6.3.21

Tout ce que je demande, c’est la force de continuer. Ce qui peut sembler n’être rien, mais est tout, en réalité. Je sais bien que je ne suis personne, que je n’existe pas, ou alors à une échelle si infime que j’en suis indiscernable, mais je ne cesse pas pour autant, je continue. Je veux continuer. Zéro relâche. Et, tout ce que je demande, c’est la force de ne pas arrêter. À qui est-ce que je le demande ?  Aux façons de parler. Si j’étais plus chrétien que je le suis, je croirais que ce que je fais n’est pas en vain, qu’à force de force, à la fin, je serai récompensé d’une manière ou d’une autre. Mais non, tout ce que je demande, c’est la force de ne pas arrêter quand même je devrais ne jamais réussir. Mais alors pourquoi continuer ? — Et pourquoi arrêter ? Je me lève. Fais la vaisselle. Écoute pendant ce temps Maria João Pires jouer les premières sonates pour piano de Mozart (n°3 en si bémol majeur). Et, sachant toutefois que le contenu psychologique que l’on associe à elle n’est pas la musique, ne puis m’empêcher de me demander : à quelles conditions une telle innocence, une telle légèreté sont-elles possibles ? Trouve en manière de réponse une certaine idée de la fragilité : qu’il faut des dizaines de milliers d’années d’intelligence pour parvenir à composer une sonate en do majeur (comme la sonate n°1) et quelques instants à peine pour tout détruire, pour qu’il ne reste plus rien, pas même le contenu psychologique que l’on peut associer parfois à quelque chose qui lui est étranger, et doit lui rester — étranger. Mais nous confondons si facilement ce que j’ai dans la tête avec ce que c’est. Confondons-nous d’ailleurs ? Pas vraiment. Nous nous contentons de cela, nous satisfaisons de cela et, au bout d’un certain temps, finissons par ne plus nous intéresser qu’à cela, pas à ce que c’est.

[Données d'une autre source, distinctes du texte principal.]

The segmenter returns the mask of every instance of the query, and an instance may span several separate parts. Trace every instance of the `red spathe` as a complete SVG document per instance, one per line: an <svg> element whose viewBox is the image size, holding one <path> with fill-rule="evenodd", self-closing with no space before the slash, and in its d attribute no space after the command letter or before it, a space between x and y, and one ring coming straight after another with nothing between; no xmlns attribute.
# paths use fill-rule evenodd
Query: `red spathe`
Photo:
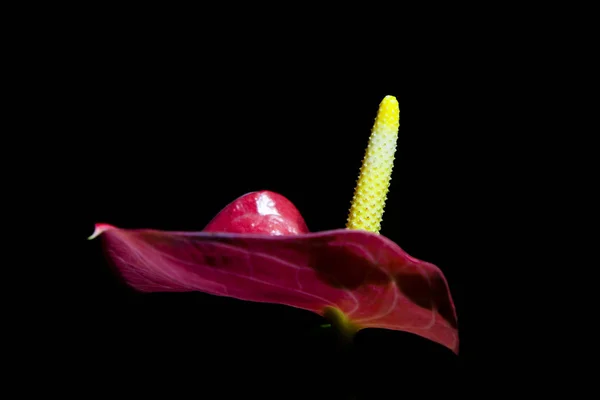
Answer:
<svg viewBox="0 0 600 400"><path fill-rule="evenodd" d="M97 224L109 260L143 292L200 291L284 304L323 315L341 310L356 327L411 332L458 352L457 317L435 265L383 235L308 232L285 197L239 197L200 232Z"/></svg>

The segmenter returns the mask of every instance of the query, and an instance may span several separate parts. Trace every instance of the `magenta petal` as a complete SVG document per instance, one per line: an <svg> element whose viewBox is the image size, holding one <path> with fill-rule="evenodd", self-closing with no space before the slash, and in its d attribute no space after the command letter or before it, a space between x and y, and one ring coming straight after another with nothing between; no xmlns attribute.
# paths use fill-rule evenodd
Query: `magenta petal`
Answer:
<svg viewBox="0 0 600 400"><path fill-rule="evenodd" d="M360 328L412 332L458 352L448 284L433 264L381 235L333 230L288 236L126 230L98 224L107 256L143 292L200 291L323 315Z"/></svg>
<svg viewBox="0 0 600 400"><path fill-rule="evenodd" d="M261 190L229 203L203 231L298 235L308 233L308 228L291 201L279 193Z"/></svg>

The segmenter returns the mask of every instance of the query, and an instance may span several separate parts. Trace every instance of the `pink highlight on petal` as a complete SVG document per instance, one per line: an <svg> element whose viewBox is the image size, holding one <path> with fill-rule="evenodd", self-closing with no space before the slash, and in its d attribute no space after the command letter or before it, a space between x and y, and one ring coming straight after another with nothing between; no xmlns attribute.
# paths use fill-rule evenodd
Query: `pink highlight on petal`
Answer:
<svg viewBox="0 0 600 400"><path fill-rule="evenodd" d="M98 236L100 236L102 233L106 232L109 229L116 229L116 228L109 224L103 224L103 223L95 224L94 225L94 233L92 233L88 237L88 240L93 240L93 239L97 238Z"/></svg>

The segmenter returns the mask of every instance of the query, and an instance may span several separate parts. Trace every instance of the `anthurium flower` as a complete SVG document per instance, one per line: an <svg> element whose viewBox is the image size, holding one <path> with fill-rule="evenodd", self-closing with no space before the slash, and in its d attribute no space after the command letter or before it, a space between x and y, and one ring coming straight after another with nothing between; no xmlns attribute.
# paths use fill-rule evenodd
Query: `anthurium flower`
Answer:
<svg viewBox="0 0 600 400"><path fill-rule="evenodd" d="M309 232L284 196L247 193L198 232L96 224L107 258L141 292L200 291L322 315L349 337L363 328L411 332L458 353L454 303L442 271L379 234L399 127L380 106L346 228Z"/></svg>

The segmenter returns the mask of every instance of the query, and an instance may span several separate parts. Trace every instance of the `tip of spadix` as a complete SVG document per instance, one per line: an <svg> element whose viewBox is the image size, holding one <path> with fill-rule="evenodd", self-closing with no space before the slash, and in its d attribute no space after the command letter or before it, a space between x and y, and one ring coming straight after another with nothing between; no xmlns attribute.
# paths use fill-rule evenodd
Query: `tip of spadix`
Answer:
<svg viewBox="0 0 600 400"><path fill-rule="evenodd" d="M381 100L379 104L379 110L381 112L392 112L397 113L399 110L398 99L395 96L387 95Z"/></svg>
<svg viewBox="0 0 600 400"><path fill-rule="evenodd" d="M400 106L398 100L391 95L385 96L379 103L373 130L381 131L381 135L397 136L399 126Z"/></svg>
<svg viewBox="0 0 600 400"><path fill-rule="evenodd" d="M114 228L114 226L109 224L96 224L94 225L94 232L88 237L88 240L92 240L100 236L102 233L106 232L109 229Z"/></svg>

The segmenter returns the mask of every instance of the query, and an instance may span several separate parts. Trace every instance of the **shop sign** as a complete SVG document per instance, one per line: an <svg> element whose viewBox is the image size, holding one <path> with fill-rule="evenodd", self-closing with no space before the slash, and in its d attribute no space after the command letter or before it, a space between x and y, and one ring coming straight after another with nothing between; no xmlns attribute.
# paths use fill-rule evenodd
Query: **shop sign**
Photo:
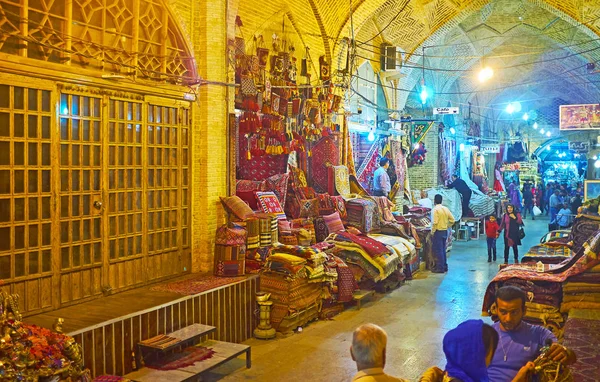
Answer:
<svg viewBox="0 0 600 382"><path fill-rule="evenodd" d="M560 130L600 129L600 104L561 105Z"/></svg>
<svg viewBox="0 0 600 382"><path fill-rule="evenodd" d="M569 142L569 150L577 153L587 153L590 151L590 142Z"/></svg>
<svg viewBox="0 0 600 382"><path fill-rule="evenodd" d="M458 107L434 107L433 114L458 114Z"/></svg>
<svg viewBox="0 0 600 382"><path fill-rule="evenodd" d="M481 145L481 150L483 154L497 154L500 152L500 145Z"/></svg>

Qu’est-ce que ce que c’est ? Je serais bien en peine de répondre à la question, mais ne pas la poser, c’est trahir en un sens ces dizaines de milliers d’années d’intelligence qu’il aura fallu pour parvenir jusqu’à moi, ce microcosmique atome, transcendantale musique, qui écoute Maria João Pires jouer Mozart tout en faisant la vaisselle.